# Tools & databases

What exists today for finding, monitoring, and analyzing AI incidents — with the honest assessment of what each can and cannot support. Dedicated AI-forensics tooling barely exists; this page will grow as it does.

*Last reviewed: June 2026*

## Incident databases

| Resource | What it holds | Investigation value |
|---|---|---|
| **AI Incident Database (AIID)** — incidentdatabase.ai | Largest public catalog of reported AI harms | Trend research, precedent search. No logs, no system documentation. |
| **OECD AI Incidents Monitor (AIM)** — oecd.ai/incidents | Media-detected incidents/hazards, ~30 events/day, standardized metadata | Cross-jurisdiction pattern view; aligned to the OECD reporting framework. Media-sourced only. |
| **AI Vulnerability Database (AVID)** — avidml.org | Vulnerability/failure taxonomy and reports | Mapping failure types; security-flavored. |
| **AIAAIC** — aiaaic.org | Incidents *and controversies*, broad scope | Background and reputational context; looser inclusion criteria. |

**Shared limitation:** all are classification repositories. None contains activity logs, system documentation, or tool records — the evidence an investigation actually requires (see [evidence/](../evidence/data-requirements.md)).

## Monitoring & detection

- **Scheming-in-the-wild OSINT methodology** (Shaffer Shane & Mylius, 2026) — transcript-scale detection of scheming-related behavior in public deployments; the demonstration that detection is becoming tractable.
- **MITRE ATLAS** — atlas.mitre.org — adversarial technique knowledge base; the translation layer for cyber threat-intel practitioners.

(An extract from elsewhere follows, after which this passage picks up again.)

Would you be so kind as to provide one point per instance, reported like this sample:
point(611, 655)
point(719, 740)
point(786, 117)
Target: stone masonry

## Investigation & forensics

- Agent observability/tracing platforms (e.g., LangSmith, Langfuse, Arize Phoenix, W&B Weave) — built for debugging, but currently the closest thing to flight recorders for agent systems. If a customer runs one, that is where the evidence is. Evaluate: retention windows, tamper properties, export.
- **Open problem:** no standard exists for forensic preservation of agent session state, context windows at point of failure, or executed tool calls. Contributions documenting practical preservation approaches are the most-wanted item in this repository.

## Cross-over toolkits (traditional → AI)

Investigators from traditional/OSINT backgrounds: your toolkit transfers more than you think. Source handling, timeline construction, competing-hypotheses analysis (ACH), chain-of-custody discipline, and interview technique (applied to operators and developers, not the model) are exactly what current AI incident handling lacks. The delta to learn is the evidence layer — logs, scaffolding, model behavior — covered in [evidence/](../evidence/data-requirements.md) and the [glossary](../glossary/README.md).